Brain stimulation has been recognized as a clinically effective strategy for treating neurological disorders. Endogenous brain neural precursor cells (NPCs) have been shown to be electrosensitive cells that respond to electrical stimulation by expanding in number, undergoing directed cathodal migration, and differentiating into neural phenotypes in vivo, supporting the application of electrical stimulation to promote neural repair. In this study, we present the design of a flexible and biodegradable brain stimulation electrode for temporally regulated neuromodulation of NPCs. Leveraging the cathodally skewed electrochemical window of molybdenum and the volumetric charge transfer properties of conductive polymer, we engineered the electrodes with high charge injection capacity for the delivery of biphasic monopolar stimulation. We demonstrate that the electrodes are biocompatible and can deliver an electric field sufficient for NPC activation for 7 days post implantation before undergoing resorption in physiological conditions, thereby eliminating the need for surgical extraction. The biodegradable electrode demonstrated its potential to be used for NPC-based neural repair strategies.

Abstract Image

查看原文本刊更多论文

用于激活体内驻留神经干细胞的可生物降解刺激电极。

脑刺激被认为是治疗神经系统疾病的一种临床有效策略。研究表明，内源性脑神经前体细胞（NPCs）是对电刺激敏感的细胞，它们对电刺激的反应是数量增加、定向阴极迁移以及在体内分化成神经表型，这为应用电刺激促进神经修复提供了支持。在这项研究中，我们设计了一种灵活、可生物降解的脑刺激电极，用于对 NPCs 进行时间调控的神经调节。利用钼的阴极偏斜电化学窗口和导电聚合物的体积电荷转移特性，我们设计了具有高电荷注入能力的电极，用于提供双相单极刺激。我们证明了电极的生物相容性，并能在植入后 7 天内提供足以激活鼻咽癌的电场，然后才会在生理条件下发生吸收，因此无需手术取出。这种可生物降解电极证明了其用于基于鼻咽癌的神经修复策略的潜力。

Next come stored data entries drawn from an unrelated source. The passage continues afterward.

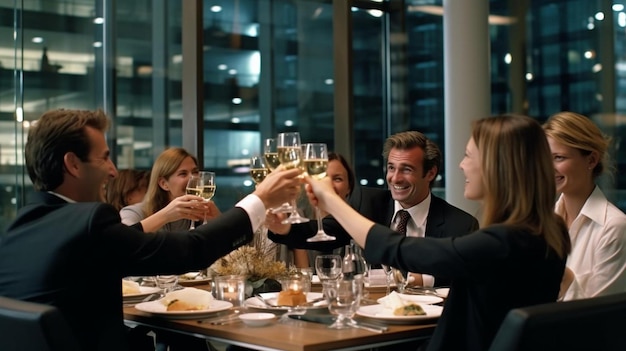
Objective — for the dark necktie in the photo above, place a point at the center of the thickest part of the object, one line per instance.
(404, 219)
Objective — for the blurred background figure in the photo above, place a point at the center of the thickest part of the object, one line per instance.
(166, 207)
(128, 188)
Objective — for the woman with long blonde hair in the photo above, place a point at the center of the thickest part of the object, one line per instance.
(515, 259)
(166, 207)
(597, 228)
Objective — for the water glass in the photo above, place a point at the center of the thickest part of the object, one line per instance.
(344, 298)
(231, 288)
(166, 282)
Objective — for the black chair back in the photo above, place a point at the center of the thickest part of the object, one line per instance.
(590, 324)
(28, 326)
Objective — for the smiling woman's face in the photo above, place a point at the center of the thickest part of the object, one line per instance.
(177, 182)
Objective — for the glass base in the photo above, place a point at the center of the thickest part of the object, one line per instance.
(321, 236)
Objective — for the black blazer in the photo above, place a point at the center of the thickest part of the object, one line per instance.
(443, 220)
(493, 270)
(74, 256)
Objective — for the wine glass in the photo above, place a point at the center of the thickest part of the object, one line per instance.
(208, 187)
(315, 161)
(270, 153)
(258, 169)
(399, 278)
(328, 268)
(290, 156)
(389, 276)
(344, 297)
(194, 187)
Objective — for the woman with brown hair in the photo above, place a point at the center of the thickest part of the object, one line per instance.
(515, 259)
(128, 188)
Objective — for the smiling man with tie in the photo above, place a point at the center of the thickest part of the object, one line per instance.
(413, 162)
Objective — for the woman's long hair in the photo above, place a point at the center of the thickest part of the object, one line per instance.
(518, 177)
(165, 165)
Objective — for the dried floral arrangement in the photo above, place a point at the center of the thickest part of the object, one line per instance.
(249, 261)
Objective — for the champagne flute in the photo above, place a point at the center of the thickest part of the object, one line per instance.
(315, 161)
(258, 169)
(290, 156)
(208, 187)
(194, 187)
(389, 276)
(270, 153)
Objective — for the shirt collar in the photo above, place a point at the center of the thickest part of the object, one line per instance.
(418, 213)
(62, 197)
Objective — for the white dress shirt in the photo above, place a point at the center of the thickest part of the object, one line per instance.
(416, 226)
(598, 257)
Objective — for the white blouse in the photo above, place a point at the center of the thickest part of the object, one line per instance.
(598, 257)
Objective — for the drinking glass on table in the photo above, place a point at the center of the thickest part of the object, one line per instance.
(328, 269)
(167, 282)
(208, 187)
(290, 155)
(344, 298)
(195, 186)
(388, 276)
(315, 163)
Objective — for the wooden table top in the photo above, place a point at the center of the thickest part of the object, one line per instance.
(292, 336)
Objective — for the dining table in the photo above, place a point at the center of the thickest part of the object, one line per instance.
(290, 335)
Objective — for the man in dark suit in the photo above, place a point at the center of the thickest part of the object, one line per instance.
(412, 165)
(68, 249)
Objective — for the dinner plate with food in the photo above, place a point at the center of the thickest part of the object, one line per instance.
(187, 303)
(132, 290)
(285, 300)
(193, 278)
(419, 299)
(394, 309)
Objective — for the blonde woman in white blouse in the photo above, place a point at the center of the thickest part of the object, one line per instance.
(597, 228)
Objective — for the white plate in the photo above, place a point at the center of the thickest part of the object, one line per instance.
(254, 302)
(379, 312)
(193, 282)
(443, 292)
(143, 291)
(157, 308)
(420, 299)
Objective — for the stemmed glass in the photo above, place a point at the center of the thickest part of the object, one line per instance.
(344, 298)
(290, 156)
(208, 187)
(315, 161)
(194, 187)
(389, 276)
(328, 269)
(270, 153)
(258, 169)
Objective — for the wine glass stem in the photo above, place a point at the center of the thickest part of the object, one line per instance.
(320, 225)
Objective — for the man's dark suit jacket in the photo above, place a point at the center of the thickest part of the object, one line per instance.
(493, 270)
(443, 220)
(74, 256)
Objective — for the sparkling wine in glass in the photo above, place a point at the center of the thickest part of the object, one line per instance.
(258, 169)
(290, 156)
(270, 154)
(315, 163)
(195, 186)
(208, 187)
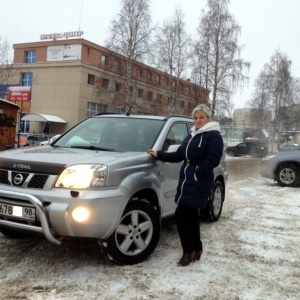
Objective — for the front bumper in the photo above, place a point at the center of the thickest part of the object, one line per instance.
(54, 212)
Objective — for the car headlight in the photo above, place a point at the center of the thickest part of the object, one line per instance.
(82, 176)
(268, 157)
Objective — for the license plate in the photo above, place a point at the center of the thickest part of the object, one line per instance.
(20, 212)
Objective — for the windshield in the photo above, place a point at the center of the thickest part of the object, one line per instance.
(112, 134)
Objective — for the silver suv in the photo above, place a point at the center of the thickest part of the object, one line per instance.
(97, 181)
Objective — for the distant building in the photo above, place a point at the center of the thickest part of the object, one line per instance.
(8, 119)
(72, 79)
(250, 117)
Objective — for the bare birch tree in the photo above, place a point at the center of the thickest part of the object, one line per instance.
(220, 66)
(172, 56)
(129, 36)
(276, 89)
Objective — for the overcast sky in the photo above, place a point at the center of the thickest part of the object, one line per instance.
(267, 25)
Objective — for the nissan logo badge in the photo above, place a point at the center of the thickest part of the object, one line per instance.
(18, 179)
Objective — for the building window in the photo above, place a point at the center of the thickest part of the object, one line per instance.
(95, 108)
(91, 79)
(149, 76)
(158, 79)
(117, 64)
(150, 96)
(27, 79)
(140, 72)
(118, 87)
(30, 57)
(104, 60)
(167, 81)
(140, 93)
(105, 83)
(131, 90)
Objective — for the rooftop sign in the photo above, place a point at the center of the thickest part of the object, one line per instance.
(19, 93)
(64, 35)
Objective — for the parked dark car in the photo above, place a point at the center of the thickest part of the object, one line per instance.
(289, 147)
(254, 148)
(283, 167)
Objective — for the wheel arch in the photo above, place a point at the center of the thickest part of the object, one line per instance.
(151, 197)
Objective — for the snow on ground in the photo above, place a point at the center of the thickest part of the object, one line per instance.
(252, 252)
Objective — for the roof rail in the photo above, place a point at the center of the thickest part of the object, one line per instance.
(106, 113)
(177, 115)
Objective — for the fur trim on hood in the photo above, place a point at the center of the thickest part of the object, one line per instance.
(210, 126)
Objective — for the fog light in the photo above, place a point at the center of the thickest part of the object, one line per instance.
(80, 214)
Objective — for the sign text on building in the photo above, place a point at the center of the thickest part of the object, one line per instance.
(64, 35)
(19, 93)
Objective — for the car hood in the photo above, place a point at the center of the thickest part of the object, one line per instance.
(35, 159)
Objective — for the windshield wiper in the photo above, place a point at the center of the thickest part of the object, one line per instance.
(92, 148)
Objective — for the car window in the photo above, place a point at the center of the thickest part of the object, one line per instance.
(176, 135)
(118, 134)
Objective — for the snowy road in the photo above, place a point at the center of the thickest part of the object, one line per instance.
(252, 252)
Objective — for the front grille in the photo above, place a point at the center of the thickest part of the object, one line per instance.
(37, 181)
(4, 176)
(23, 179)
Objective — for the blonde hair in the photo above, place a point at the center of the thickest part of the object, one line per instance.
(204, 108)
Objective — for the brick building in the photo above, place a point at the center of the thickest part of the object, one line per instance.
(8, 119)
(72, 79)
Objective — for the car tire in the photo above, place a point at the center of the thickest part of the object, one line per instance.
(137, 234)
(215, 202)
(230, 153)
(288, 175)
(12, 234)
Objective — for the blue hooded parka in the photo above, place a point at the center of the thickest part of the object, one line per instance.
(201, 152)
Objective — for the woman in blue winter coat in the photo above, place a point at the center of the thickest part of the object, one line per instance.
(201, 152)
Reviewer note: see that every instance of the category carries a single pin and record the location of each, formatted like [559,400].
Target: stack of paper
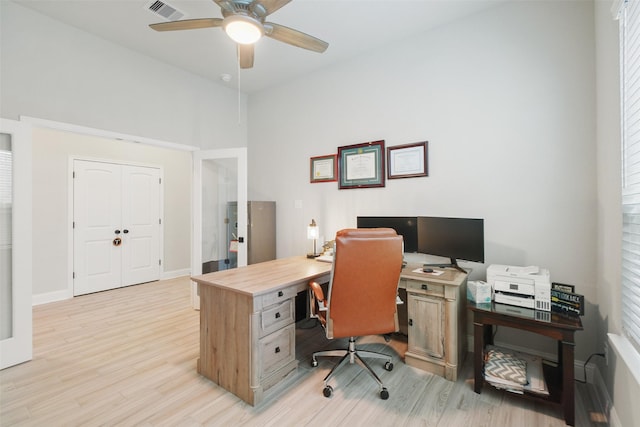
[503,371]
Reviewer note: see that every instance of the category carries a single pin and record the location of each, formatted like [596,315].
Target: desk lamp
[312,234]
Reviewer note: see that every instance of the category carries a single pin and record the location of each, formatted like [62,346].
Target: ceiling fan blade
[294,37]
[245,55]
[225,5]
[187,24]
[272,5]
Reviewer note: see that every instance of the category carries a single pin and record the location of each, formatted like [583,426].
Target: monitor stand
[452,264]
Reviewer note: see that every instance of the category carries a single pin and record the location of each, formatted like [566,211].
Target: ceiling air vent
[169,13]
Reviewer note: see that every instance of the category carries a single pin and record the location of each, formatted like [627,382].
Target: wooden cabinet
[247,322]
[425,326]
[435,321]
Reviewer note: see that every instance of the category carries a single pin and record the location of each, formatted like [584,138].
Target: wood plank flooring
[127,357]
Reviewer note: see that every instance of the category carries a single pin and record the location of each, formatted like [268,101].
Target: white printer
[528,287]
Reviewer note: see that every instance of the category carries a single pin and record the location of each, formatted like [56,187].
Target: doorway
[219,239]
[117,225]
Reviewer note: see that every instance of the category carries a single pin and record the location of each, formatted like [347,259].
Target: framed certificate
[407,161]
[323,168]
[361,165]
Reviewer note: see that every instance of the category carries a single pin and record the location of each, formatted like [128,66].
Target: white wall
[621,385]
[52,151]
[49,70]
[506,100]
[52,71]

本文章由计算机程序翻译，如有差异，请以英文原文为准。

求助全文

约1分钟内获得全文求助全文

来源期刊

Biomaterials 工程技术-材料科学：生物材料

CiteScore

26.00

自引率

2.90%

发文量

565

审稿时长

46 days

期刊介绍： Biomaterials is an international journal covering the science and clinical application of biomaterials. A biomaterial is now defined as a substance that has been engineered to take a form which, alone or as part of a complex system, is used to direct, by control of interactions with components of living systems, the course of any therapeutic or diagnostic procedure. It is the aim of the journal to provide a peer-reviewed forum for the publication of original papers and authoritative review and opinion papers dealing with the most important issues facing the use of biomaterials in clinical practice. The scope of the journal covers the wide range of physical, biological and chemical sciences that underpin the design of biomaterials and the clinical disciplines in which they are used. These sciences include polymer synthesis and characterization, drug and gene vector design, the biology of the host response, immunology and toxicology and self assembly at the nanoscale. Clinical applications include the therapies of medical technology and regenerative medicine in all clinical disciplines, and diagnostic systems that reply on innovative contrast and sensing agents. The journal is relevant to areas such as cancer diagnosis and therapy, implantable devices, drug delivery systems, gene vectors, bionanotechnology and tissue engineering.